Почему это важно
В recent webinar, Dr. Matthew Gubens and Dr. Estelamari Rodriguez discussed key questions about the management of HER2-altered advanced non-small cell lung cancer (NSCLC). They reviewed the rationale for targeting HER2 in NSCLC, optimal testing strategies for HER2, data on HER2-directed antibody-drug conjugates (ADCs) in NSCLC, and the practical applications of HER2-targeted therapy and emerging HER2-directed approaches in NSCLC.
Как управлять HER2-измененными прогрессирующими НСЛК
Dr.
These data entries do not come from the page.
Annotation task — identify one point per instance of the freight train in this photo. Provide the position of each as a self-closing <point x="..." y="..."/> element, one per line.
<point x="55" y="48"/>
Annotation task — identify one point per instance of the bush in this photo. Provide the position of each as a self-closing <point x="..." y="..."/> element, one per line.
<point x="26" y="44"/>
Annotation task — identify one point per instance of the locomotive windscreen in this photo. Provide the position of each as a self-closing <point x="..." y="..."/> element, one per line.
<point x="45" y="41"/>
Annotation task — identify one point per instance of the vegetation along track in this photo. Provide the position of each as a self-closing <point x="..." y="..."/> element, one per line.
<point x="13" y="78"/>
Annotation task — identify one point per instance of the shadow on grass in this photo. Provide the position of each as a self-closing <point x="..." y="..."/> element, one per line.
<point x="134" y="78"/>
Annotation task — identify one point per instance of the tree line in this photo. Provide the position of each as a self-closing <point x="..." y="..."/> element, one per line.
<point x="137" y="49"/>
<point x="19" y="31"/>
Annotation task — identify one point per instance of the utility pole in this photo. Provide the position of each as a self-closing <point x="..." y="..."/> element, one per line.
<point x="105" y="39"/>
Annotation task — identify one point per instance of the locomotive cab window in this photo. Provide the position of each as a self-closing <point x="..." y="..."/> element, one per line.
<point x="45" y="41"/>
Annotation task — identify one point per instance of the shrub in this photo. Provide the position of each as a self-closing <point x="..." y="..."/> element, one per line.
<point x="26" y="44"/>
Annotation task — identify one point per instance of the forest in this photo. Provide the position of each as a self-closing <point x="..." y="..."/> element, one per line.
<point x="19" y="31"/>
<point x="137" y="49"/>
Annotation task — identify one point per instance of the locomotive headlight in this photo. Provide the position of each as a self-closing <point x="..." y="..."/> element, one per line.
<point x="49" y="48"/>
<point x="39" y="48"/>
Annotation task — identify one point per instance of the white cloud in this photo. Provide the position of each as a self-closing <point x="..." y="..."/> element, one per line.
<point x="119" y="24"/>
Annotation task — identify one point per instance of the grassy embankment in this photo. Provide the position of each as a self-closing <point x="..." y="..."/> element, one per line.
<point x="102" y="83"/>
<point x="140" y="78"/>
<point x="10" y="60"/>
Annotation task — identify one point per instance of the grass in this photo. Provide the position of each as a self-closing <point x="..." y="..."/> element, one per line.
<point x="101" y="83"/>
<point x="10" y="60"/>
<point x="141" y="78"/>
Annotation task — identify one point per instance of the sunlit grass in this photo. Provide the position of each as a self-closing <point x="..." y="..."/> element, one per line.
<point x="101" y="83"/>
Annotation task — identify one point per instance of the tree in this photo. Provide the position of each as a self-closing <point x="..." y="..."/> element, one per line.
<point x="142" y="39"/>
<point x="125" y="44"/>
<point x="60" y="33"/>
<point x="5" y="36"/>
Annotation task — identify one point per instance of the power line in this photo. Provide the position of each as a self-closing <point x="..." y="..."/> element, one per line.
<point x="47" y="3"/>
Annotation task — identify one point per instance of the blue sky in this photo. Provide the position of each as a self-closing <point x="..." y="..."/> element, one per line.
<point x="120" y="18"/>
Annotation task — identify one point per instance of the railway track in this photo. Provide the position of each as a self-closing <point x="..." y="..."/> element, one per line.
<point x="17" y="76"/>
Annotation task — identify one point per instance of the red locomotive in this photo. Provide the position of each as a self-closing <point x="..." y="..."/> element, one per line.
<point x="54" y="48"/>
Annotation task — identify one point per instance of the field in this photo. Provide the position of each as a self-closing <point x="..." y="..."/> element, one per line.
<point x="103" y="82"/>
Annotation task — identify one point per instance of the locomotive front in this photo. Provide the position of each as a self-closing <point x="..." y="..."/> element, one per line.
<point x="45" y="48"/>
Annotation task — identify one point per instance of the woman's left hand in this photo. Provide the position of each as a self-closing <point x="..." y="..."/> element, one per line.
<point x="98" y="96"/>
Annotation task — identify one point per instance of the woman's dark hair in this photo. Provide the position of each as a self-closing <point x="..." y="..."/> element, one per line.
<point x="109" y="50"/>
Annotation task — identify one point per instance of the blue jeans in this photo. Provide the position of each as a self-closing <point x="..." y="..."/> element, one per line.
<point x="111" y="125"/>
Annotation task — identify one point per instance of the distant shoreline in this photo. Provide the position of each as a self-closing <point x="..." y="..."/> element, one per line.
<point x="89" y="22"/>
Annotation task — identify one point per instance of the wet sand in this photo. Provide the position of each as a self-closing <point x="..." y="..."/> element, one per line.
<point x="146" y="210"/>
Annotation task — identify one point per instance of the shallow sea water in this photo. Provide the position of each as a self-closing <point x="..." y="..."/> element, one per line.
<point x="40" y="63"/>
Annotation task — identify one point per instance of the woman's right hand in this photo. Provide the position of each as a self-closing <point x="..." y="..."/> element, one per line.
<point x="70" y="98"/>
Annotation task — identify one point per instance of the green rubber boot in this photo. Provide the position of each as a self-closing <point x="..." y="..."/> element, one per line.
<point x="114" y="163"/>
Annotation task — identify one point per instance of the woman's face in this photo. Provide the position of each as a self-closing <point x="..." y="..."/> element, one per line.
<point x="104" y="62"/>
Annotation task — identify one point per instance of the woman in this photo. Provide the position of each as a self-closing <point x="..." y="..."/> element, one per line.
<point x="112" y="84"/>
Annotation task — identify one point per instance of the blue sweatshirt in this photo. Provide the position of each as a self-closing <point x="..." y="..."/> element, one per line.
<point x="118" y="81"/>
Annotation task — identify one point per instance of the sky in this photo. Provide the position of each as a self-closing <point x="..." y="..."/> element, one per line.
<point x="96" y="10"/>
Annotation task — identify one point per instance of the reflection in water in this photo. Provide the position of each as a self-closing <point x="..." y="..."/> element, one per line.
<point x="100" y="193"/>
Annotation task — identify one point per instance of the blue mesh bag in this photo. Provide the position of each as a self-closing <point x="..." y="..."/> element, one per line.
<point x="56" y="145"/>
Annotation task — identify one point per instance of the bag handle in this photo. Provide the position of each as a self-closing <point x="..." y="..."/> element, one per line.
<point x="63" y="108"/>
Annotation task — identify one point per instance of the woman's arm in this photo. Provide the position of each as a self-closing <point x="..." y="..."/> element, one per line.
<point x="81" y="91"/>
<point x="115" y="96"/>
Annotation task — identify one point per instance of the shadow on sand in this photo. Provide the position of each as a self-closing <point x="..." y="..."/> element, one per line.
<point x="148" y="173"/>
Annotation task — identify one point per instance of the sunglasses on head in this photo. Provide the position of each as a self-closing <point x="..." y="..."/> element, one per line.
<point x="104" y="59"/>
Gubens noted that T-DXd, zongertinib, and sevabertinib are currently FDA-approved for patients with HER2-altered advanced NSCLC. T-DXd is the only HER2-directed agent with approval for use in patients with HER2-overexpressing (IHC 3+) advanced NSCLC. Zongertinib and sevabertinib are TKIs with approval for patients with HER2 mutation-positive NSCLC only.
For patients with HER2-overexpressing unresectable or metastatic NSCLC who have received prior systemic treatment, the clear-cut second-line treatment option is T-DXd, especially if the patient has no known or suspected cardiac dysfunction or interstitial lung disease (ILD)/pneumonitis.
Как управлять пациентами с прогрессирующими НСЛК, которые развивают ILD/пневмонит при лечении T-DXd
Dr. Rodriguez emphasized the importance of monitoring patients for ILD/pneumonitis, which can be fatal if not appropriately managed. Any-grade ILD/pneumonitis was reported in approximately 15% of patients with NSCLC in the DESTINY-Lung02 trial with the use of T-DXd at the FDA-approved dose of 5.4 mg/kg (mostly grade 1/2). Grade ≥3 ILD/pneumonitis was reported in only 2% (2/101) of the patients.
For asymptomatic ILD/pneumonitis (grade 1), T-DXd should be interrupted until resolution to grade 0. If symptoms resolve ≤28 days from onset, T-DXd can be resumed at the same dose. However, if symptoms resolve >28 days from the time of onset, T-DXd dose should be reduced by 1 dose level as stated in the prescribing information.